EVANSTON, Ill. --- Financial institutions continue to teeter on the brink of ruin. Banks are still devouring bailout money without loosening credit enough to make a difference in a recession that is sweeping the globe. And everyone keeps asking, "How in the world did so many financial titans take such huge risks with our nation's well being?"
A new Northwestern University study provides provocative insights that relate to, if not answer, that extraordinarily complex question.
The study, for the first time, links specific variants of two genes that regulate dopamine and serotonin neurotransmission to risk-taking in financial investment decisions.
Northwestern students were given real money to make a series of investments, in each trial deciding how to allocate money between a risky and a risk-free asset.
People with the short serotonin transporter gene, 5-HTTLPR (two copies of the short allele), relative to those with the long version of that polymorphism (at least one copy of the long allele), invested 28 percent less in a risky investment. Similarly, people who carry the 7-repeat allele of the DRD4 gene in the dopamine family, relative to those carrying other versions of that gene, invested about 25 percent more in a risky investment.
"Our research pinpoints, for the first time, the roles that specific variants of the serotonin transporter gene and the dopamine receptor gene, play in predicting whether people are more or less likely to take financial risks," said Camelia M. Kuhnen, assistant professor of finance, Kellogg School of Management at Northwestern. "It shows that individual variability in our genetic makeup effects economic behavior."
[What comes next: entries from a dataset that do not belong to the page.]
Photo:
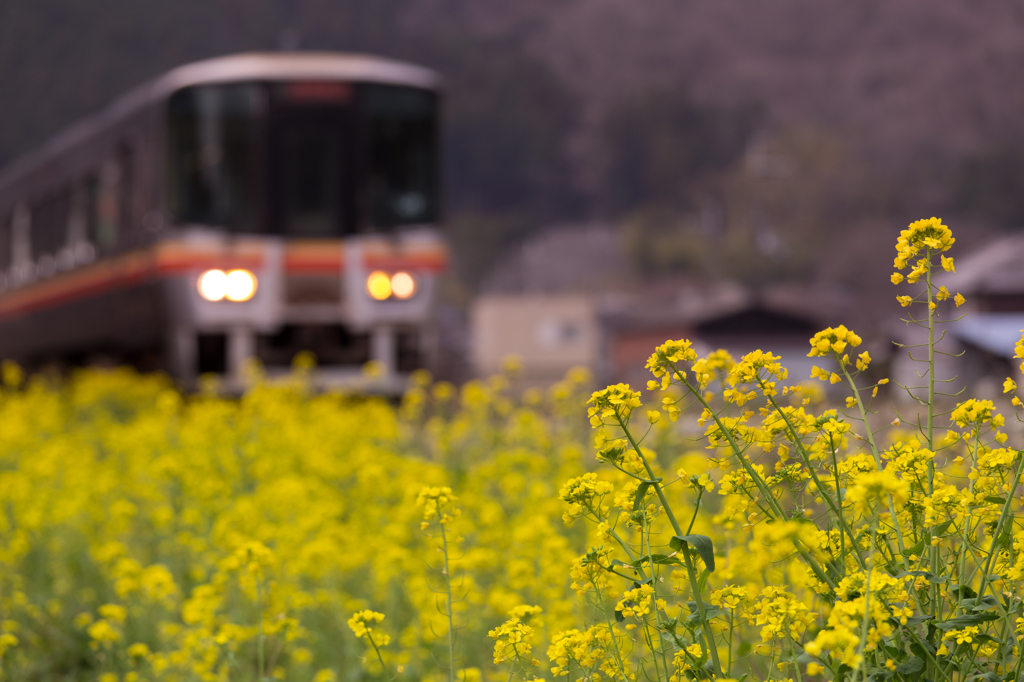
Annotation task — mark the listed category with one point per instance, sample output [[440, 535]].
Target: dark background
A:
[[752, 140]]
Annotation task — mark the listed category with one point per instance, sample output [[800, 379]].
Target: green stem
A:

"Genetic Determinants of Financial Risk Taking will be published online Wednesday, Feb. 11, by the open-access journal PLoS ONE. The study's co-investigators are Kuhnen and Joan Y. Chiao, assistant professor of psychology at Northwestern.
Prior research linking the two genetic variants of 5-HTTLPR and DRD4 to, respectively, negative emotion and addiction behaviors suggested to the Northwestern researchers that those particular brain mechanisms could play a role in financial risk-taking. But until the Northwestern study, the identification of specific genes underlying financial-risk preferences remained elusive.
The study included 65 subjects (26 of which were male, and the average age was 22 years). Study participants completed 96 computer trials in an experiment designed to give them background information with which to make decisions between pairs of risky and risk-free investments. They were told the sure rate of return for the risk-free asset and the two possible rates of return for the risky asset, which were equally likely to occur. Typically, the risk-free asset return was close to 3 percent, while the two possible outcomes of the risky asset return were, for example, 20 percent and -10 percent, respectively.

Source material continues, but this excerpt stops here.